Some forms of transient cAIHA triggered by an infection may rarely occur, they can classically be associated with a Mycoplasma pneumoniae infection or yet with some viral infections (mostly EBV or CMV). The onset is usually abrupt and the degree of anemia may be severe with transfusion requirement, but the outcome is most often good within few weeks.
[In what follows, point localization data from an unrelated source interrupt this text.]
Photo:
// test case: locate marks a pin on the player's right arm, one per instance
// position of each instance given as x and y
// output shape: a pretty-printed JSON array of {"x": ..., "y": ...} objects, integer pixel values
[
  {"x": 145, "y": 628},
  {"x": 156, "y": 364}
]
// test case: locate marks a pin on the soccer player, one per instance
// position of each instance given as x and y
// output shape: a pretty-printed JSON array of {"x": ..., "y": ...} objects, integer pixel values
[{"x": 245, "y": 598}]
Lastly, paroxysmal cold hemoglobinuria (PCH) is a very rare form of AIHA caused by the DL antibody. This is a rare, usually poly clonal IgG cold antibody to P antigen (glycosphingolipid globoside), which binds to the RBCs at 4°C. The cells are lysed at higher temperatures. The DAT is positive with C3d, no CAs are present, and the diagnosis can only be ascertained by means of the DL test in a specialized lab. In this test, normal RBCs and patient and normal serum are incubated at 4°C. Agglutination occurs after warming to 37°C. The prominent clinical feature of PCH is a brisk, immediate but sometimes also delayed hemoglobinuria after cold exposure even in patients with low antibody titers. In the past, it has been associated with viral infections in children and secondary or tertiary syphilis in adults. Now, two types can be distinguished clinically: (1) an acute, severe form (often associated with hemoglobinuria) but self-limiting AIHA after (respiratory) infections in children, and (2) a rare, chronic AIHA in nonsyphilitic persons with various underlying conditions, including NHL. Patients with chronic PCH respond poorly to steroids and splenectomy.
Mixed Warm and Cold Autoimmune Hemolytic Anemia
A small number of patients have an AIHA mixed with a positive DAT for both IgG and C3d, indicating coexistence of warm IgG autoantibodies and high-titer CAs (titer >1/64). Mixed AIHAs have a severe course of disease and lower median hemoglobin (Hb) values (5.8 g/dL) that frequently require multiple therapy.
Atypical Autoimmune Hemolytic Anemia
The term characterizes DAT-negative, IgA-driven, or warm-IgM forms. They represent a diagnostic challenge, resulting in delayed treatment.